There are three common ways that sums of squares are computed, and they are known as Type-I, Type-II and Type-III sums of squares. You should read Maxwell and Delaney for a detailed discussion of the ways that these differ ... but there are three things you need to know, as a bottom line. First, the recommended sums of squares are the Type-III sums of squares. Second, the way that R computes sums of squares by default, is Type-I sums of squares. Third, Type-I and Type-III sums of squares for omnibus effects (main effects and interactions) will only differ when you have an unbalanced design. We won't go into the details of this here, please read the text.

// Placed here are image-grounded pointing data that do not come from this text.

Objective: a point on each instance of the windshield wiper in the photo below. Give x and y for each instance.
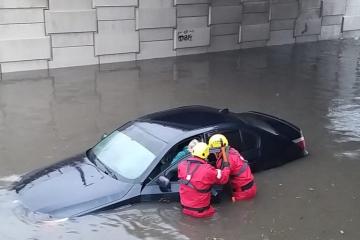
(97, 162)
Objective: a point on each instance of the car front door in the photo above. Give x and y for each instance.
(167, 167)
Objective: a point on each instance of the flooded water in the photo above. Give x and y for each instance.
(47, 116)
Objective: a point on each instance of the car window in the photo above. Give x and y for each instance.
(128, 152)
(233, 138)
(249, 140)
(168, 164)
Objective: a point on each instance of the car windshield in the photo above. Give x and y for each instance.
(129, 152)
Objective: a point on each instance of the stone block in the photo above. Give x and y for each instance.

When your design is balanced (same number of subjects in each cell of your experimental design), then you don't have to worry, just proceed as usual. When however you have an unbalanced design, you have to do something special in `R` to force it to compute the ANOVA using Type-III sums of squares. There are **two ways** of doing this.
The first way is to use the `drop1()` command following the usual `aov()` function:
```{r}
myanova <- aov(bloodpressure ~ biofeedback*drug)
drop1(myanova, . ~ ., test="F")
```
The results are the same as before because this design is balanced ... this is just a demo of how to do it IF the design was unbalanced. The `drop1()` command performs F-tests of the full model versus restricted models, where the restricted models are constructed by removing each term in the full model, one at a time. By default, `R` doesn't compute the ANOVA this way, but computes the Type-I sums of squares, which involves incrementally **adding** terms to the restricted model. When the design is balanced, they are both valid and produce the same results. When the design is unbalanced, the Type-I method produces something strange and not useful (see Maxwell & Delaney for an explanation of why Type-I sums of squares are strange and not useful).
Important: `R` will not warn you that you have an unbalanced design --- it will go ahead and compute the Type-I sums of squares and report the results to you. It's your responsibility to know what procedure you're applying to your data, and to ensure that it's the correct one.
The second method is to use the `Anova()` function in the `car` package. First install the package on your computer---in `R`, type: `install.packages("car")`. Then:
```{r}
library(car)
Anova(myanova, type="III")
```
We will be using the `Anova()` function later in the course for repeated-measures designs, so you may as well install it now.
Again, please read the chapter in Maxwell & Delaney for the full details about the difference between Type-I, Type-II and Type-III sums of squares and how they relate to unbalanced designs.